With an eye on a potential 2024 presidential run, former Vice President Mike Pence is beefing up his political staff, Pence advisers tell CBS News.
Ali Kjergard, formerly a spokesperson for Republican Sen. Ben Sasse of Nebraska, will be communications director for Pence’s pre-campaign, the nonprofit organization Advancing American Freedom. Pence is assembling a larger communications staff in early 2023, advisers said, and will also build up his fundraising team, with more hires expected in early 2023.
“We are excited to have Ali join us,” said Pence’s longtime senior advisor Marc Short, adding that she starts next week.
Three senior Pence advisors will be integral parts of the emerging political operation: Short, Devin O’Malley, his senior communications aide, and Chip Saltsman, a veteran of several Republican campaigns, including as Mike Huckabee’s campaign manger in 2008.
Pence, as first reported by Politico, will be taking a tour of mega-churches around the country in key states, a separate Pence aide confirmed.
The former vice president will also be traveling to early presidential events in New Hampshire.

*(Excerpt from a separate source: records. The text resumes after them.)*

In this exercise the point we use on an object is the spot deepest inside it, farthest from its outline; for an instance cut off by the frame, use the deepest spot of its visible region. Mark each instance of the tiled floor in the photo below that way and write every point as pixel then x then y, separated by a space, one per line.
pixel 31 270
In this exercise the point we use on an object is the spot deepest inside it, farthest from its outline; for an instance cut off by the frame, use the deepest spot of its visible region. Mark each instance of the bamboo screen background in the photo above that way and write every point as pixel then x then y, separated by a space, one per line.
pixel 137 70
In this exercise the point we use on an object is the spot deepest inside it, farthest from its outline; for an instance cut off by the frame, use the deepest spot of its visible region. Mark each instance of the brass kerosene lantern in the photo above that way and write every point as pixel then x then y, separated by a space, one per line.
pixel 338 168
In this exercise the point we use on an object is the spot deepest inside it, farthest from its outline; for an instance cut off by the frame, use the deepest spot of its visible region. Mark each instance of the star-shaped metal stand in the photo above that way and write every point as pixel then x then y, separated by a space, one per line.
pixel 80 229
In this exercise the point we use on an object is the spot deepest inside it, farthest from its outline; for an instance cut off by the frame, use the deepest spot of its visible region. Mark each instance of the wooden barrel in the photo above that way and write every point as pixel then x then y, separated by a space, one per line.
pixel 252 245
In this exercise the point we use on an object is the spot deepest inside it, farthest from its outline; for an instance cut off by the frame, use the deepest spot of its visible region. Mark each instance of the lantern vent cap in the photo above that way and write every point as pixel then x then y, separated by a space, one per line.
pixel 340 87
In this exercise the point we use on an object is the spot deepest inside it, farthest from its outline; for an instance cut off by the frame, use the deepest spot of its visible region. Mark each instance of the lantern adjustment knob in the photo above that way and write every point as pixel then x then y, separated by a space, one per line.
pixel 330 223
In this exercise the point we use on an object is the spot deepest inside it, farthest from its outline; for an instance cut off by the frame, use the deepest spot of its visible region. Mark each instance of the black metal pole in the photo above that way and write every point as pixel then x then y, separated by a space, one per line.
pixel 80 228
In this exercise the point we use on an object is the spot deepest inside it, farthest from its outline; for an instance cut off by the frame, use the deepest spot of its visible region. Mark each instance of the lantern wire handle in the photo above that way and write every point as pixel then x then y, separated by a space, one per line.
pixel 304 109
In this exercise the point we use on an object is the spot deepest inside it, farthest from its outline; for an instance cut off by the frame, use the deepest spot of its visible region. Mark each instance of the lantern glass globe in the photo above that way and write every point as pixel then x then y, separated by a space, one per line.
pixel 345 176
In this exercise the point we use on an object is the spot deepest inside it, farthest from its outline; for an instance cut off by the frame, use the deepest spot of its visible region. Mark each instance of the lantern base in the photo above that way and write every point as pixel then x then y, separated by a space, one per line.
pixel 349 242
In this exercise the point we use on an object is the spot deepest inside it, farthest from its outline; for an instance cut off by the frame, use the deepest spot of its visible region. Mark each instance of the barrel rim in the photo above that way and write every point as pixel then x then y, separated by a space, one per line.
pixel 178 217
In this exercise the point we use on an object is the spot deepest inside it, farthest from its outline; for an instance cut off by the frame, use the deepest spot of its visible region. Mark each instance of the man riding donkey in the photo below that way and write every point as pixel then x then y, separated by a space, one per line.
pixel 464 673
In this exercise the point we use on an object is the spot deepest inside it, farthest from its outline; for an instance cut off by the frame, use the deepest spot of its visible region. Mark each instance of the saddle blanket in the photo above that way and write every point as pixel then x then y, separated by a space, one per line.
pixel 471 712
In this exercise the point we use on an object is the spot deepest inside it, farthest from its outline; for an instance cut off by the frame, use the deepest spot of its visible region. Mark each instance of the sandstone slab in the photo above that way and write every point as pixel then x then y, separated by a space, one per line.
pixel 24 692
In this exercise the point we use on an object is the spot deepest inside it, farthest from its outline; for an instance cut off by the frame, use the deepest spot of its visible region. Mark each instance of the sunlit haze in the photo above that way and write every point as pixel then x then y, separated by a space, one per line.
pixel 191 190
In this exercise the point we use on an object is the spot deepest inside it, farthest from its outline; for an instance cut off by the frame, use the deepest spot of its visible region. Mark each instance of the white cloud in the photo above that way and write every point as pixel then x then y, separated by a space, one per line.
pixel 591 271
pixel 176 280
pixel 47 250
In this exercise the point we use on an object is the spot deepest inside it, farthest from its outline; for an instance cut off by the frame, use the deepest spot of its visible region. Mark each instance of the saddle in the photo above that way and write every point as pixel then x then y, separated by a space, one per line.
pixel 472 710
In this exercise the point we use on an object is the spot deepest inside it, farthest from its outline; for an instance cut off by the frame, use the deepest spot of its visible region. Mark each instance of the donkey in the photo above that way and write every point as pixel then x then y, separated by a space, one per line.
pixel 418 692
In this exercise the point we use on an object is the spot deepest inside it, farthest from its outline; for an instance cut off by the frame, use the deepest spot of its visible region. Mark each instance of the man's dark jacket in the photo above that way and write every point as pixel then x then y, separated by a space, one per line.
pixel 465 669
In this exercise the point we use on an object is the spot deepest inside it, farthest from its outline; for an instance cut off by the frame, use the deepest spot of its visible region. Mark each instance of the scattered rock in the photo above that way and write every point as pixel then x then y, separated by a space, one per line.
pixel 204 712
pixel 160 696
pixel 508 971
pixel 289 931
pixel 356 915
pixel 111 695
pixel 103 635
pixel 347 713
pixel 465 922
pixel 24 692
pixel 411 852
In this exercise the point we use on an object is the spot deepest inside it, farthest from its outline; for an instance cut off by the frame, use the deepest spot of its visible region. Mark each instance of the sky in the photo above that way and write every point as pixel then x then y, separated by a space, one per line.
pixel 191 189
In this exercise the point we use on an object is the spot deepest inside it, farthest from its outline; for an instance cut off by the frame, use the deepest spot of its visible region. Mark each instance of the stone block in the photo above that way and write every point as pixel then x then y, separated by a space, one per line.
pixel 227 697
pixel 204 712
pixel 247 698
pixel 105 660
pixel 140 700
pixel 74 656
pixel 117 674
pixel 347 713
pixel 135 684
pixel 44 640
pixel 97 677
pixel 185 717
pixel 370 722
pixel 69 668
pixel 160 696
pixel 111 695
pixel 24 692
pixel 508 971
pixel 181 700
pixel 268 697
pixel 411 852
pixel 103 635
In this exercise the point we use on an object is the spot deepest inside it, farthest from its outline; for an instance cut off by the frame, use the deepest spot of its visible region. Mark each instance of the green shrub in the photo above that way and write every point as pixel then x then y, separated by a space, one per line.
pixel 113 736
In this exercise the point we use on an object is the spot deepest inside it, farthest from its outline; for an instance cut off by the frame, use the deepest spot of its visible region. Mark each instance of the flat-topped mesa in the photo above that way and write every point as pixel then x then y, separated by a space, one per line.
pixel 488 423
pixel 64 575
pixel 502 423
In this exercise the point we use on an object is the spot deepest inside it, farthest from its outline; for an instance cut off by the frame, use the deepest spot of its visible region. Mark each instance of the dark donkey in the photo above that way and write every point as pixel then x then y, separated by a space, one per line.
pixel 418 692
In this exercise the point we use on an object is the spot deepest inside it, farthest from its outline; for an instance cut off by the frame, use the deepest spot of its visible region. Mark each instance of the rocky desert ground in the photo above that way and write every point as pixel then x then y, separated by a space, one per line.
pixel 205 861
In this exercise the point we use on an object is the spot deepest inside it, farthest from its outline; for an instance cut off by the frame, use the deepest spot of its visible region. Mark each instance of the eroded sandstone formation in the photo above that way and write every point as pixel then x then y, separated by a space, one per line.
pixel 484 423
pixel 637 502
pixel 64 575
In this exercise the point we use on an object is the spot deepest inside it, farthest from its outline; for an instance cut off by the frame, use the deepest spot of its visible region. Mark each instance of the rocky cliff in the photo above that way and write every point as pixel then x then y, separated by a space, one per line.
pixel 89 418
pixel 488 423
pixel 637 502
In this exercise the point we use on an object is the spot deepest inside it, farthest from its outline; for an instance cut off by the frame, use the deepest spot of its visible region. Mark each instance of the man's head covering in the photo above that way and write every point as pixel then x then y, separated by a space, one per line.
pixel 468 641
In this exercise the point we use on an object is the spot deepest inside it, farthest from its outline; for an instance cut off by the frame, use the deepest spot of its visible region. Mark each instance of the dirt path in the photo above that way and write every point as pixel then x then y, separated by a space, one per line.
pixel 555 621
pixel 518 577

Pence, in a recent interview with CBS News “Face the Nation” moderator Margaret Brennan, said he thinks there will be “better choices” for president in 2024 than his former boss. Pence noted the previous administration’s accomplishments, but conceded that “obviously it didn’t end well.”
“While the president and I parted amicably, I believe as we look to the future, we’ll have better choices,” he told Brennan.
Whatever happens, Pence told CBS News he looks forward “to being involved in the process in some way.”
“Whether we are in the debate as a candidate, or in the debate as simply as an active Republican, I look forward to getting behind the Republican cause and supporting candidates around the country as well as our nominee to get this country turned back to the policies that will make us strong and prosperous again,” he said.